Let's go over some typical pitfalls you might encounter first with this type of calculation. The first is the misconception that a larger contact half-width 'a' is always safer. While the contact pressure p0 does decrease, the depth z_max at which the maximum shear stress τ_max occurs also becomes deeper. For instance, in a case-hardened gear, if the hardened layer depth is shallower than this z_max, the point of highest stress ends up in the softer core material, which can actually cause premature failure. If you use the tool to increase F and observe how z_max moves, you should get a clear picture of this relationship.

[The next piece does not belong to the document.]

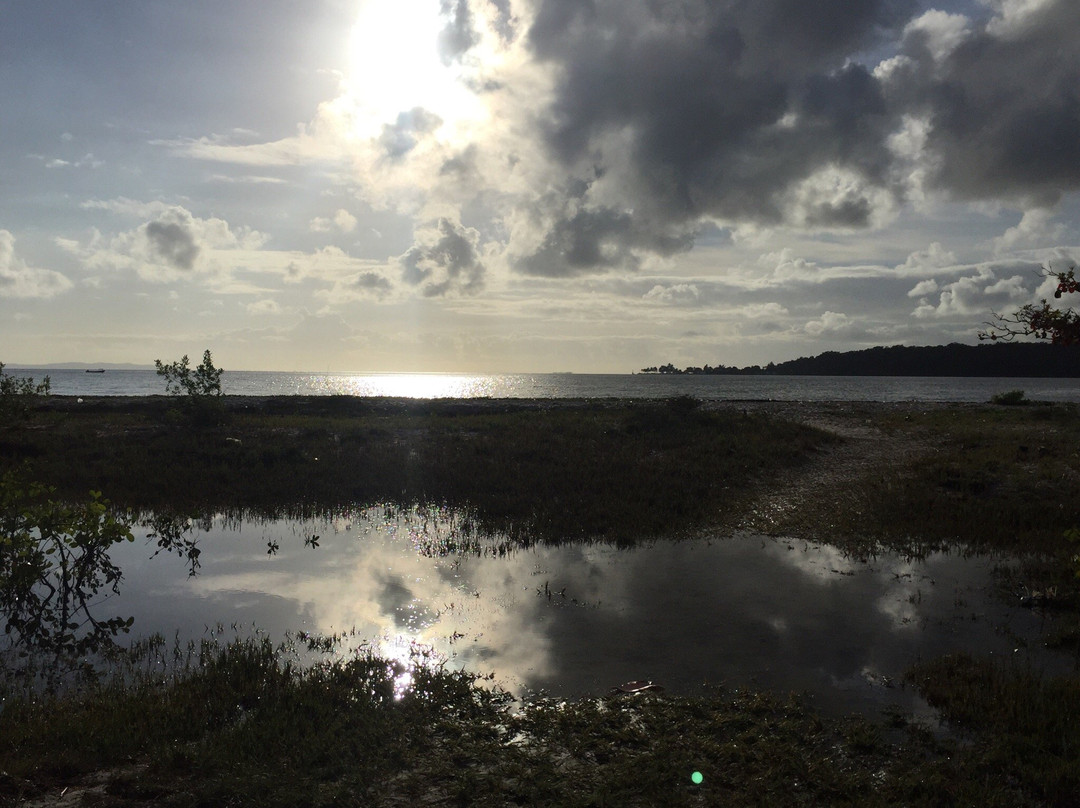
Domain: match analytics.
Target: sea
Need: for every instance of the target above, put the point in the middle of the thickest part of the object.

Next, watch out for errors in inputting material parameters. Poisson's ratio ν, in particular, is often casually entered as around 0.3, but it's part of the formula for calculating the equivalent Young's modulus E*: $1/E^* = (1-\nu_1^2)/E_1 + (1-\nu_2^2)/E_2$. Even changing ν from 0.25 to 0.33 can alter E* by several percent, which has an even larger impact on the L10 life. In practice, always verify the values from the material certificate.

Finally, don't forget that this calculation provides a baseline for an "idealized state". Actual bearings and gears are subject to countless factors not included in the calculation, such as lubricant effects, surface roughness, residual stresses, and assembly errors. For example, even if the tool calculates a life of 10,000 hours, poor lubrication can easily reduce it to less than a tenth of that. Treat these simulation results as a "benchmark for comparison" and aim for designs with a solid safety factor.

How to Use

  1. Enter the radii of the two contacting surfaces (R1 and R2 in mm). For a ball bearing, use the ball radius; for a raceway, use its radius of curvature (typically 500–5000 mm).
  2. Set the contact length or width (Lcontact in mm). For cylindrical roller bearings, this is the roller length; for ball bearings, approximate as 1.5–2 times the ball diameter.
  3. Input the elastic modulus (E1 in GPa). Use 200 GPa for steel bearing races, 110 GPa for aluminum alloys, 160 GPa for bronze.
  4. Set the applied load (in N). The calculator computes Hertzian contact pressure, subsurface shear stress, and L10 life index in real time.

Worked Example

A deep-groove ball bearing (52100 steel) with ball radius R1=5 mm runs against a raceway with R2=12 mm. Contact width Lcontact=8 mm, E=200 GPa, and radial load=2000 N. The simulator outputs: Contact radius a≈280 µm, peak pressure p₀≈1.85 GPa, maximum shear stress τ_max≈0.62 GPa occurring at depth≈200 µm below surface. Elastic approach δ≈1200 nm. If the L10 index falls below 1.0, pitting risk escalates significantly; above 3.0, surface distress is unlikely over 10⁶ cycles at rated speed.

Practical Notes

  1. For crowned rollers and tapered roller bearings, use the equivalent radius at the most heavily loaded contact point, not the geometric radius, to avoid overestimating life.
  2. Shear stress depth (typically 0.5–1.0 times contact radius) identifies the probable subsurface fatigue crack initiation zone; misalignment can shift this depth outward, worsening spalling.
  3. Lubrication film thickness (not calculated here) must be monitored separately; lambda ratio <1 (boundary/mixed film) accelerates pitting regardless of L10 index.
  4. High-speed spindle bearings (10,000+ rpm) require ceramic hybrid designs to reduce contact stress; recalculate with lower load or larger radius to confirm adequacy.